When the needle tip penetrates the seal, the seal or septa on the
centrifuge vessel or sample vessel can maintain the environment
therein without loss of integrity of the atmosphere therein. If the
pressure difference between the sample (atmospheric pressure), and
the pressure inside the sample vessel is high or the speed at which
fluid is transferred is high, this results in turbulent mixing in
the fluid. This can increase mass transfer between the sample and
air. In one embodiment, lowering the pressure drop will result in a
more gradual fill, which minimizes mixing.
[1977] In some embodiments, particularly those not collected from
an arterial sample into a syringe, the sample collected in the
vessel is in contact with air which fills up the rest of the sample
vessel. This can result in mass transfer between sample and air.
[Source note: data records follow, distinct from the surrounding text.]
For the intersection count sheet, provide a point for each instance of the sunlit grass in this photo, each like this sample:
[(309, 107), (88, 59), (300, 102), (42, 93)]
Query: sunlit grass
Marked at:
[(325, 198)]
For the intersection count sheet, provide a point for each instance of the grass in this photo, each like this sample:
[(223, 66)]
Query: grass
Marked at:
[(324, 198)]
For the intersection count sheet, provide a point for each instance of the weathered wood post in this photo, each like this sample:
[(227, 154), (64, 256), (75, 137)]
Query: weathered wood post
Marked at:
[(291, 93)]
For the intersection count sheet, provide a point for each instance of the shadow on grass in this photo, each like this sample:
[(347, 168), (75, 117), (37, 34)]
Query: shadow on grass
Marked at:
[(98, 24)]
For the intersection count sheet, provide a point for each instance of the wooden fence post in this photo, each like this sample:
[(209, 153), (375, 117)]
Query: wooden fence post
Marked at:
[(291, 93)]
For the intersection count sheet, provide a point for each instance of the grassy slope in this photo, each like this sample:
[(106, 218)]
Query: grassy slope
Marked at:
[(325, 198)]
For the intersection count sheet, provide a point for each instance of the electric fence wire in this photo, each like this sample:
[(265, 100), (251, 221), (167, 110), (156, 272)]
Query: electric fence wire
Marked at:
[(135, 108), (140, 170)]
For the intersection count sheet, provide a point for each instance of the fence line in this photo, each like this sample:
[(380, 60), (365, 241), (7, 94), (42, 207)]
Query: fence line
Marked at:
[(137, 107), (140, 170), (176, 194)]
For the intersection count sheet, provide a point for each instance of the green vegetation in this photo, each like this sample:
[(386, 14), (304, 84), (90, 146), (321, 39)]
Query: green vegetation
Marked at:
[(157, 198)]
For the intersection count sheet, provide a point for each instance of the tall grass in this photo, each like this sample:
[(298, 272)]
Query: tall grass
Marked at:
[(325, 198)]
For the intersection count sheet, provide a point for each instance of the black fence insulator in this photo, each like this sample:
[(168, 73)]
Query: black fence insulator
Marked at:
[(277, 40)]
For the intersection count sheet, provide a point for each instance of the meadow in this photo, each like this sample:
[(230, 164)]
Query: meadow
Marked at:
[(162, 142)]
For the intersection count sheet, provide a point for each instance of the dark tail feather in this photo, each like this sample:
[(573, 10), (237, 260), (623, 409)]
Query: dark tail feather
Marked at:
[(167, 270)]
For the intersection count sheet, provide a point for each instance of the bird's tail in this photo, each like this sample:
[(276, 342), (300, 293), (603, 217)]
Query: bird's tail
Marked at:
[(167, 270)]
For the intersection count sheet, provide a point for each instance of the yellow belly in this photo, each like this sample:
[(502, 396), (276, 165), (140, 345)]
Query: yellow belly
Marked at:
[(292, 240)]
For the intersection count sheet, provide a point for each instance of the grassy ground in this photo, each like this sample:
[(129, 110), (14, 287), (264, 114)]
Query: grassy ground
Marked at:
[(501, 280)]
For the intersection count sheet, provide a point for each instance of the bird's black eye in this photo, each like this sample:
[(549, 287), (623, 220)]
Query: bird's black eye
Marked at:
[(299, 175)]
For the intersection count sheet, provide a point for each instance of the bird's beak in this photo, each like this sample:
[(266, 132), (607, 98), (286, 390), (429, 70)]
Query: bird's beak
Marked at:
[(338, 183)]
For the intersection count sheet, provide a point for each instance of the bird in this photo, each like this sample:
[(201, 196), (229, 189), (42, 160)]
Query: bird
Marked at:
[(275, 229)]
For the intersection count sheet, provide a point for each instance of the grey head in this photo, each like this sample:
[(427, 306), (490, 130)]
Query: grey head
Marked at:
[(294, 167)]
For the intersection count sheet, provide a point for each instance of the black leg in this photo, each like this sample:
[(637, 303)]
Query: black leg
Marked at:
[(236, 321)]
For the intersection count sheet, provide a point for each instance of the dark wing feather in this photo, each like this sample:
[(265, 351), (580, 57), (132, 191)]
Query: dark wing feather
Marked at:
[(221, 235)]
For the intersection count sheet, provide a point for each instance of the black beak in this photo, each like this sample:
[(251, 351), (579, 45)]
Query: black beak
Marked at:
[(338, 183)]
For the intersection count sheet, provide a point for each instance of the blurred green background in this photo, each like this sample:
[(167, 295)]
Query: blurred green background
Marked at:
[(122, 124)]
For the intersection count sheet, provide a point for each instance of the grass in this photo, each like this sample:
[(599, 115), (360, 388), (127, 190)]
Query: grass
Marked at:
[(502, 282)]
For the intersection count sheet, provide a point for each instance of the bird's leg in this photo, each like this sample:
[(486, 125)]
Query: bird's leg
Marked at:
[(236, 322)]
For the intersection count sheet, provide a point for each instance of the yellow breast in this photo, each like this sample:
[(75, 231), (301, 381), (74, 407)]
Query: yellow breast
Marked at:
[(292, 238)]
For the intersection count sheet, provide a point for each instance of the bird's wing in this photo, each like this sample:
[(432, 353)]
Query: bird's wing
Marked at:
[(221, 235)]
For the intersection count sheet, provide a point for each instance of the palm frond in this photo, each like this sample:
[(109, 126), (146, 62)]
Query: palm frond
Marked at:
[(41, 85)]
One method to circumvent this is to pre-fill the sample with an
inert liquid which is immiscible with, and has a lower density than
the sample. By doing so, when the sample is collected, it displaces
the less dense liquid to the top, thereby forming a liquid barrier
between the sample and air. There are several options for this
liquid barrier. Simple examples include alkane solvents such as
hexane, heptane, decane, and cyclohexane. Optionally, some may use
fluorohydrocarbon materials. The choice of barrier fluid is mostly
based on chemical compatibility with the sample. In addition, low
oxygen solubility of the barrier fluid is preferred to further
reduce any possibility of mass transfer. An example of a low-oxygen
solubility barrier is EPDM liquid copolymer (ethylene propylene
diene monomer). Long-chain fatty acid based surfactants and
proteins (eg. Whey protein) also act like liquid barriers.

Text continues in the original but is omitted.